Q11 — False. Static analysis reveals what a program can do — its imports, strings, and structure — not what it did in this incident, and a packed sample may hide nearly everything from static methods. Behavior claims belong to dynamic analysis and memory forensics.

Q12 — True. Possessing and analyzing malware under authorization is lawful and routine, but knowingly accessing the attacker's C2 without authorization — to "hack back" or retrieve data — can violate 18 U.S.C. § 1030. If the infrastructure is abroad, the lawful route runs through MLAT and law enforcement, not your keyboard.

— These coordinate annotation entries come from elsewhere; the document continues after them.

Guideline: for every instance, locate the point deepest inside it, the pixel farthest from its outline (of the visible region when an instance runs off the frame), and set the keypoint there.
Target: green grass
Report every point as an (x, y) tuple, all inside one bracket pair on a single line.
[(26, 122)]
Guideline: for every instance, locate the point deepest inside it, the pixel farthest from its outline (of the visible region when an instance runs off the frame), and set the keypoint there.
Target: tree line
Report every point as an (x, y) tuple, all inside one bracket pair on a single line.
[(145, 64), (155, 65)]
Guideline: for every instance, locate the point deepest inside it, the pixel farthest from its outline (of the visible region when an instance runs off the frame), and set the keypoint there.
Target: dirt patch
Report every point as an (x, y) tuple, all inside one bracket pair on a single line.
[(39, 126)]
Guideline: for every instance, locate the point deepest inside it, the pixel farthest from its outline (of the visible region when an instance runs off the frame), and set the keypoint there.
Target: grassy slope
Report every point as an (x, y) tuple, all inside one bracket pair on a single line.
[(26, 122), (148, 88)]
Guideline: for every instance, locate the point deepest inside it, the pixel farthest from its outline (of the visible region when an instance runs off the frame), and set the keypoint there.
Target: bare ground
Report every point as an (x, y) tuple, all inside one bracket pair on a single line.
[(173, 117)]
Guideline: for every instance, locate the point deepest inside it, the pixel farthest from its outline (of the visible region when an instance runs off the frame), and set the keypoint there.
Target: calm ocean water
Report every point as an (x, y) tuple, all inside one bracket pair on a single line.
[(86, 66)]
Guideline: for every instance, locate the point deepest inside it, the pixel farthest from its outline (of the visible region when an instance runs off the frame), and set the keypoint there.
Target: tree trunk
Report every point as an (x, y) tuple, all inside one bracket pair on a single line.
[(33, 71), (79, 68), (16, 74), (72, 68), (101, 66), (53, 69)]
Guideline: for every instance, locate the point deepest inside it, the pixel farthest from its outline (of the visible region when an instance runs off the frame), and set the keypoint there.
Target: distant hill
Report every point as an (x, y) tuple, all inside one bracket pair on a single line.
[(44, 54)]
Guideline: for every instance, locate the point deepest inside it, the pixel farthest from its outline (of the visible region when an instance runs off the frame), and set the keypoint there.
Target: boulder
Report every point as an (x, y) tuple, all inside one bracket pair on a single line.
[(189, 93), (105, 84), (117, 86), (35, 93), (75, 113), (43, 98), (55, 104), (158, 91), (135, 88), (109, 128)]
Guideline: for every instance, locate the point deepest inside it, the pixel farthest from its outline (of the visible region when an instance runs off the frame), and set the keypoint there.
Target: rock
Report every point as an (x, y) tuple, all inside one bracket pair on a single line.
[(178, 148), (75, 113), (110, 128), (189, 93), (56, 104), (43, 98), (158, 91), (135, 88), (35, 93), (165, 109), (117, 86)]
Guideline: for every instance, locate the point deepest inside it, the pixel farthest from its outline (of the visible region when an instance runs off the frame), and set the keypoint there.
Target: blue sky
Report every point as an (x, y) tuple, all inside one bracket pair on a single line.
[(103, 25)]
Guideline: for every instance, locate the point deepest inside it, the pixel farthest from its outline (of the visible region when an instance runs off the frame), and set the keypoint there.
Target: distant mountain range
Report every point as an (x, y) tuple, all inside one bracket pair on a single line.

Q13 — Upload OPSEC. Because uploaded samples can become visible to the threat actor (who may monitor for their own hashes), an upload can burn your detection and prompt the operator to rotate infrastructure and go dark; a hash lookup gives you the same intel (known/unknown, family, first-seen) while revealing nothing new to the attacker. Look up the hash; upload only commodity samples.

Q14 — Persistence (any three). Acceptable answers include: Registry Run keysHKCU\...\CurrentVersion\Run and HKLM\...\Run; Windows ServiceHKLM\SYSTEM\CurrentControlSet\Services\<name>\ImagePath, plus Event ID 7045; Scheduled TaskC:\Windows\System32\Tasks\<name> and the TaskCache registry / schtasks /query; WMI event subscriptionroot\subscription namespace; Startup folder%APPDATA%\Microsoft\Windows\Start Menu\Programs\Startup. (Full credit for any three with a correct location.)

Scoring: 13–14 correct — you can run a malware analysis and defend its findings. 10–12 — solid; revisit capability-vs-behavior (Q10, Q11) and the Pyramid of Pain (Q6). 7–9 — re-read "Static analysis" and "Indicators of compromise." 6 or fewer — work the chapter again before the Progressive Project; these decisions get made on live samples, where the wrong one burns an investigation or your lab.